Abstract: Current data suggest that aristolochic acid (AA) exposure is a putative cause of Balkan
endemic nephropathy (BEN), a chronic kidney disease strongly associated with upper tract urothelial
carcinoma. The cellular metabolism of AA is associated with the production of reactive oxygen
species, resulting in oxidative distress. Purpose: Therefore, the aim of this study was to analyze
individual, combined and cumulative effect of antioxidant gene polymorphisms (Nrf2 rs6721961,
KEAP1 rs1048290, GSTP1AB rs1695, GSTP1CD rs1138272, GPX3 rs8177412 and MDR1 rs1045642), as
well as GSTP1ABCD haplotypes with the risk for BEN development and associated urothelial cell
carcinoma in 209 BEN patients and 140 controls from endemic areas. Experimental method: Genotyping
was performed using polymerase chain reaction (PCR) and PCR with confronting two-pair primers
(PCR-CTTP) methods. Results: We found that female patients carrying both variant GPX3 rs8177412
and MDR1 rs1045642 genotypes in combination exhibited significant risk towards BEN (OR 1 = 3.34,
95% CI = 1.16–9.60, p = 0.025; OR 2 = 3.79, 95% CI = 1.27–11.24, p = 0.016). Moreover, significant
association was determined between GPX3rs8174412 polymorphism and risk for urothelial carcinoma.

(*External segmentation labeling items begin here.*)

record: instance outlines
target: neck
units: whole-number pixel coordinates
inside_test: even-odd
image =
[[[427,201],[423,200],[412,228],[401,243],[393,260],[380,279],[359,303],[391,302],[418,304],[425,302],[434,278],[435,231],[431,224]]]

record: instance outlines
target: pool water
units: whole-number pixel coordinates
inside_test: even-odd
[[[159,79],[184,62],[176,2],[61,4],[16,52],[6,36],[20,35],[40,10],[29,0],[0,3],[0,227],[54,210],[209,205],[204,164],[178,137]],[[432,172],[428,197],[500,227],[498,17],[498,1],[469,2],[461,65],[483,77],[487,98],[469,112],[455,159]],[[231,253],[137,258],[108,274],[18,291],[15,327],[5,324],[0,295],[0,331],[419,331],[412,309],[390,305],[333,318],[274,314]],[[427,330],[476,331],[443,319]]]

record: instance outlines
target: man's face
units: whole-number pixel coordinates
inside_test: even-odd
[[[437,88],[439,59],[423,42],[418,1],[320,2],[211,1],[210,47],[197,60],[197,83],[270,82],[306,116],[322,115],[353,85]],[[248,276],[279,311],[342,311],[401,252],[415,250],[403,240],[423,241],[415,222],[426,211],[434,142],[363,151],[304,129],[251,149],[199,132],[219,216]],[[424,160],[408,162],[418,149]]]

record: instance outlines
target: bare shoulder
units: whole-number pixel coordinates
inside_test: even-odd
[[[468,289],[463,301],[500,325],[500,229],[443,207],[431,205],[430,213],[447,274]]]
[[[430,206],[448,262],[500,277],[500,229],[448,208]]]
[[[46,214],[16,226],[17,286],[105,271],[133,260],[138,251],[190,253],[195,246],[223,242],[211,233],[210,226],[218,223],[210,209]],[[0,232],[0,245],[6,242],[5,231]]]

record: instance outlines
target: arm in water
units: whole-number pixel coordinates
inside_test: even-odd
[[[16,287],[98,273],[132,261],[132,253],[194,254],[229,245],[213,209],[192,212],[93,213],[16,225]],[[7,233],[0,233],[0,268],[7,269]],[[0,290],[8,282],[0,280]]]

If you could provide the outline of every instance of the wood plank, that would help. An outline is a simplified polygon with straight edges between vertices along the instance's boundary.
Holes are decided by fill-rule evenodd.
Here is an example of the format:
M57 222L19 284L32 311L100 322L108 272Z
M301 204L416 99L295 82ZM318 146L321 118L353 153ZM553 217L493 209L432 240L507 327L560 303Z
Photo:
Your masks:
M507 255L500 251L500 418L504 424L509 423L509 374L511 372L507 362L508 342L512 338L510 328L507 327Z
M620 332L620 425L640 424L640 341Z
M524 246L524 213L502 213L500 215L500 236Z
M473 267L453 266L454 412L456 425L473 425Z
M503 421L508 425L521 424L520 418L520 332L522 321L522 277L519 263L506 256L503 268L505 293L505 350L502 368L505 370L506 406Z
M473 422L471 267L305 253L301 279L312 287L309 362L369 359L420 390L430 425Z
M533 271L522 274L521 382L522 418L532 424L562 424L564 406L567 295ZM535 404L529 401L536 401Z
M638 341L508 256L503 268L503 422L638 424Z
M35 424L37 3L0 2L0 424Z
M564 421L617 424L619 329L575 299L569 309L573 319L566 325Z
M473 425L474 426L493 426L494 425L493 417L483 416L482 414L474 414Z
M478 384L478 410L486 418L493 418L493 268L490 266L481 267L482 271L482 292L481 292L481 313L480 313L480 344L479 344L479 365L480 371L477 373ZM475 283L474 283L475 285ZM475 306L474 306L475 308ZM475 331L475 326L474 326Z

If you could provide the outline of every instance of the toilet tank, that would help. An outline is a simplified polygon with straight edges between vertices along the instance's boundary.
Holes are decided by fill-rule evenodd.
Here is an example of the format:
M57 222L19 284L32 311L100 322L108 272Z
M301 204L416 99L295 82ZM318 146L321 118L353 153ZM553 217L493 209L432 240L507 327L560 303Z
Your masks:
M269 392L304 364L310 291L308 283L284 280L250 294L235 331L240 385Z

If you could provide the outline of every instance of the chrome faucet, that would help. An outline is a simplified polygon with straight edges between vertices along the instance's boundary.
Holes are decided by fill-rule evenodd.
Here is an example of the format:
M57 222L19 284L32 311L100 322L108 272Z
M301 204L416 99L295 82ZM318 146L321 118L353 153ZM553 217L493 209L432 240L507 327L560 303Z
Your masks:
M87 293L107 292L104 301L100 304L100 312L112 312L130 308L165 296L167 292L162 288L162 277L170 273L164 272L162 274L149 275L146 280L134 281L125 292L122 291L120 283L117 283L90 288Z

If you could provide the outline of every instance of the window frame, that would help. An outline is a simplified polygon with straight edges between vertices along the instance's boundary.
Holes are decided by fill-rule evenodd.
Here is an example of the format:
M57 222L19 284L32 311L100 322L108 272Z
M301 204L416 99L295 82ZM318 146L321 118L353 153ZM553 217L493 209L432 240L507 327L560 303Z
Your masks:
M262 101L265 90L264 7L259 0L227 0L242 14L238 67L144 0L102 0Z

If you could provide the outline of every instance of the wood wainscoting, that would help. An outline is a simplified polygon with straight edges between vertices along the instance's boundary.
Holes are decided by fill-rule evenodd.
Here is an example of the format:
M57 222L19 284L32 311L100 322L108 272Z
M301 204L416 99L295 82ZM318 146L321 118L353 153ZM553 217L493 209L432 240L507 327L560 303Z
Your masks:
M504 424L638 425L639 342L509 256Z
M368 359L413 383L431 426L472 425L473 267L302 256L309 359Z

Carriers of variant GPX3*TC + CC genotype were at eight-fold increased risk of BEN-associated
urothelial tumors development. There was no individual or combined impact on BEN development
and BEN-associated tumors among all examined polymorphisms. The haplotype consisting of
variant alleles for both polymorphisms G and T was associated with 1.6-fold increased risk although
statistically insignificant (OR = 1.64; 95% CI = 0.75–3.58; p = 0.21). Conclusions: Regarding GPX3
rs8177412 polymorphism, the gene variant that confers lower expression is associated with significant
increase in upper urothelial carcinoma risk. Therefore, BEN patients carrying variant GPX3 genotype
should be more frequently monitored for possible upper tract urothelial carcinoma development.